VikingVision

VikingVision is a high-performance vision processing library for FRC teams, built in Rust for speed and reliability.

Why VikingVision?

FRC vision processing needs to be fast, reliable, and run on resource-constrained hardware. VikingVision provides:

Performance: Parallel pipeline processing with minimal overhead
Ease of use: Configure pipelines in TOML (and soon a GUI!) without writing code
AprilTag support: Built-in detection for FRC game pieces
NetworkTables integration: Easy communication with robot code

Also, this is done in Rust, so it’s 🔥blazingly fast🔥 or whatever.

Using it from Python leads to performance bottlenecks, and unless you’re working with the latest Python version, has almost no capability for parallel processing. In any language, writing and maintaining complex programs for requirements that change every year is also a significant overhead, especially for teams without many programmers. By using VikingVision, that work is gone, and only a small configuration file needs to be maintained.

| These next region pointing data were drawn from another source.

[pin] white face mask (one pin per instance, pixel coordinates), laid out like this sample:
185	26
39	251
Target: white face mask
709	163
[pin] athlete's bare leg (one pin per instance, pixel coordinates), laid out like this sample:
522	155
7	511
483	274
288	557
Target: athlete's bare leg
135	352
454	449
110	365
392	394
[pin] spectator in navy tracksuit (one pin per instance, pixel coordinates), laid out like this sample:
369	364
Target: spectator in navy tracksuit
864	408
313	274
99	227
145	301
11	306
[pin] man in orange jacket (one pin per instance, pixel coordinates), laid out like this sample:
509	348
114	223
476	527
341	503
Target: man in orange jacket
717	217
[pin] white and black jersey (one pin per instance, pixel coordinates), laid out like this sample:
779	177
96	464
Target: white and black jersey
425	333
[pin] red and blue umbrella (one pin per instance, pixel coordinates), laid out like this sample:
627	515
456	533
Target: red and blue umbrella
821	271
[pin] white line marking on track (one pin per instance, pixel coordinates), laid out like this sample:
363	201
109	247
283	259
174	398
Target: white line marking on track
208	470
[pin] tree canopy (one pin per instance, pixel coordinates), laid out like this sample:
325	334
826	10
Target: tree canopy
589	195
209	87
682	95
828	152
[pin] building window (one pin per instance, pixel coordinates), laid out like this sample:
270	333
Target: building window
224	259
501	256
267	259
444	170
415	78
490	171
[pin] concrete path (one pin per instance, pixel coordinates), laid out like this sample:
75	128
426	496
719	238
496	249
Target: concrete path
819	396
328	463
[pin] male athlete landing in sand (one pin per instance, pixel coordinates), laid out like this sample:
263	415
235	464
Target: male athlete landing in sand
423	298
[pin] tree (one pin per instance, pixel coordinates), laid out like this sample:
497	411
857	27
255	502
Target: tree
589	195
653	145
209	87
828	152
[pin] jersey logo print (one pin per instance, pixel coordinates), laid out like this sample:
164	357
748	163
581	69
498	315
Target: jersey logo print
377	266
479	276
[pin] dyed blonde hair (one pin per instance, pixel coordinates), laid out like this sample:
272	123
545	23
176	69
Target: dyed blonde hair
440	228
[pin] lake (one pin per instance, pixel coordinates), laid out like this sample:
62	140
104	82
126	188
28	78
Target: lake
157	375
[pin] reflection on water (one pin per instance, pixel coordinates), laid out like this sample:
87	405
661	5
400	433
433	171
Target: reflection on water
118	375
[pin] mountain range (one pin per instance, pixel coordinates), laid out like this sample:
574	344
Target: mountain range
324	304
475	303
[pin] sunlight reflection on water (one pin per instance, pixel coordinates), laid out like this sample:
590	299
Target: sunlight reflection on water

OpenCV’s spotty documentation and lack of safety (it caused a memory error in a Java program once) were enough for me (the person writing this documentation, hi!!!) to want to avoid it in favor of lower-level system bindings and reimplementations of the needed algorithms.

Why not Limelight?

It’s proprietary and expensive.

Why not PhotonVision?

PhotonVision has way more features, but VikingVision’s smaller feature set is suitable for a lot of use cases, and it should run faster for those. The total binary size of all of the artifacts (x64 linux, stripped, release build) comes in at about 42 MB, compared to PhotonVision’s 102MB JAR. Also having our own vision system makes us look cool to the judges.

What can you do with it?

Detect AprilTags for autonomous alignment
Build vision pipelines that can track game pieces by color and estimate their positions
Run multiple camera feeds simultaneously

Example

Want to detect all of the AprilTags that a camera can see and publish it to NetworkTables? A basic config looks like this:

[ntable]
team = 4121
identity = "vv-client"

[camera.tag-cam]
type = "v4l"
path = "/dev/video0"
width = 640
height = 480
fourcc = "YUYV"
fps = 30
outputs = ["fps", "tags"]

[component.fps]
type = "fps"

[component.tags]
type = "apriltag"
family = "tag36h11"

[component.tags-unpack]
type = "unpack"
input = "tags"

[component.nt-fps]
type = "ntable"
prefix = "%N/fps"
input.pretty = "fps.pretty"
input.fps = "fps.fps"
input.min = "fps.min"
input.max = "fps.max"

[component.nt-tags]
type = "ntable"
prefix = "%N/tags"
input.found = "tags.found"
input.ids = "tags-unpack.id"

Then running it is as simple as vv-cli config.toml.

Installation

Right now, the only option for installation is to build from source. This requires Rust to be installed (which is typically done using rustup), along with a C compiler (GCC or Clang on Linux, one of which should already be installed by default) to build with apriltag support.

Quick installation

With all of the prerequisites installed, you can run cargo install --git https://github.com/FRC-4121/VikingVision <bins>, where <bins> is the binary targets to install, passed as separate arguments. For example, to install just the CLI and playground, you’d run cargo install --git https://github.com/FRC-4121/VikingVision vv-cli vv-pg. The available targets are:

vv-cli - The command-line interface for the library, which handles loading and running pipelines. It doesn’t have any fancy features, but can run without a desktop environment and only using the minimal resources.
vv-gui - Currently a stub that just prints, “Hello, World!”. Development is ongoing, and hopefully it’ll be usable by March 2026.
vv-pg - A “playground” environment, made for testing some basic image processing tools. It’s not super fancy, but it aims to at least be an alternative to messing around with OpenCV in Python that uses our libraries instead.

Building from source

If you want more control over the build, or want to more easily maintain an up-to-date nightly version, you can clone the repository with git clone --recursive https://github.com/FRC-4121/VikingVision. The source for the apriltag code is in a Git submodule, so you have to do a recursive clone! From there, you can use Cargo to build and run. It’s strongly recommended that you use release builds for production, they run about ten times faster!

Features

Various parts of this project can be conditionally enabled or disabled. The default features can be disabled by passing the --no-default-features flag to the Cargo commands, and then re-enabled using --features and then a comma-separated list of features. For example, to build on Windows without V4L, you could append --no-default-features --features apriltag,ntable to your commands.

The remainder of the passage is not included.